************************************************
Intercalibration: Methodology and Implementation 
************************************************

Basic Equations
===============
By taking :math:`5100` A continuum flux densities and H :math:`\beta` emission line fluxes 
as an example, the intercalibration between datasets observed 
by different telescopes is written

.. math::
  
  F_\lambda (5100~\text{A}) = \varphi \cdot F_\lambda (5100~\text{A})_{obs} - G,

  F(H\beta) = \varphi \cdot F(H\beta)_{obs},

where :math:`\varphi` is a multiplicative factor and :math:`G` is an additive factor.
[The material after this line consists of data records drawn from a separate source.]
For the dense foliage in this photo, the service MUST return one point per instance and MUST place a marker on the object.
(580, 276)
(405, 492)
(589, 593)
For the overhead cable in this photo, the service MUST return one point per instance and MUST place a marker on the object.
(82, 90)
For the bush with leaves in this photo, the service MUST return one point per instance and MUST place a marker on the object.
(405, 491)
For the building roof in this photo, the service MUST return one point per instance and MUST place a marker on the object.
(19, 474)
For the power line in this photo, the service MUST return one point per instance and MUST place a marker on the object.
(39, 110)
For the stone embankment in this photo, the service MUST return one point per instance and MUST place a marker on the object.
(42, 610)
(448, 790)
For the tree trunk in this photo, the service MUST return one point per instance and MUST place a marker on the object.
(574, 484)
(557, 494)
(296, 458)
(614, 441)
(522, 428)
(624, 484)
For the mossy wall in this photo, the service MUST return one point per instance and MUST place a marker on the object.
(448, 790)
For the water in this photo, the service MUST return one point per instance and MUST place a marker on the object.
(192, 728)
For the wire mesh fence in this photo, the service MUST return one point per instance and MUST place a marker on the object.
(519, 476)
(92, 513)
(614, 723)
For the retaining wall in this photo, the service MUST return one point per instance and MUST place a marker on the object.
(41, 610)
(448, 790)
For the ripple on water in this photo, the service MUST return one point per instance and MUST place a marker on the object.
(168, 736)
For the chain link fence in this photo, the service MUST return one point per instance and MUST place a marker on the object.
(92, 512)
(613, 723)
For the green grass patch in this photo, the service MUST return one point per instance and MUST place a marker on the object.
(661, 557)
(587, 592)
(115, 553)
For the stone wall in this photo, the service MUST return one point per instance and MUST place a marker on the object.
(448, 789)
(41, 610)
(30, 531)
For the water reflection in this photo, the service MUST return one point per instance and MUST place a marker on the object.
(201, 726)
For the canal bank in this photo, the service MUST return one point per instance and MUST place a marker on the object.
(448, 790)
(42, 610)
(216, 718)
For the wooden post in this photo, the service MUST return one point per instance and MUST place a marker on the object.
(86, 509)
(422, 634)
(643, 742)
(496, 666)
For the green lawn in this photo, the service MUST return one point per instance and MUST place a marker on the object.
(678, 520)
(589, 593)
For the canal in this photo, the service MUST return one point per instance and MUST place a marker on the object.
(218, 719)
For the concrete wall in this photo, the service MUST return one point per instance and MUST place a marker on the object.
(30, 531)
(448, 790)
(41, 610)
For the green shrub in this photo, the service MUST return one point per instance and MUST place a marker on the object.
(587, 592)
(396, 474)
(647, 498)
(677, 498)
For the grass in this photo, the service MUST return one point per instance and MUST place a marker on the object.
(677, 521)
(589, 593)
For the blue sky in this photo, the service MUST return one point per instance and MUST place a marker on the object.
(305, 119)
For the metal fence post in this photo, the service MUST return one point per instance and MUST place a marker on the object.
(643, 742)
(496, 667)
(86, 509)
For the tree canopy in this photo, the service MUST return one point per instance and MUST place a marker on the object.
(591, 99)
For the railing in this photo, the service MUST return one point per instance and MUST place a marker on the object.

Reform the above equations with vectors. We now have :math:`m` measurements of a true signal :math:`y` by :math:`k` different telescopes

.. math::
  
  {f}_{obs} = {\Phi}^{-1}({y} + {G}) + {bn} + {\epsilon},

  {f}_{cali} = {\Phi}({f}_{obs}+ {bn} + {\epsilon}) - {G},

where :math:`n` are reported measurement noises, :math:`\epsilon` are unknown systematic errors, 
:math:`b` is an :math:`m\times m` diagnoal matrix for error scale. The above equations stands for 
continuum flux densities. For emission line fluxes, :math:`G=0`.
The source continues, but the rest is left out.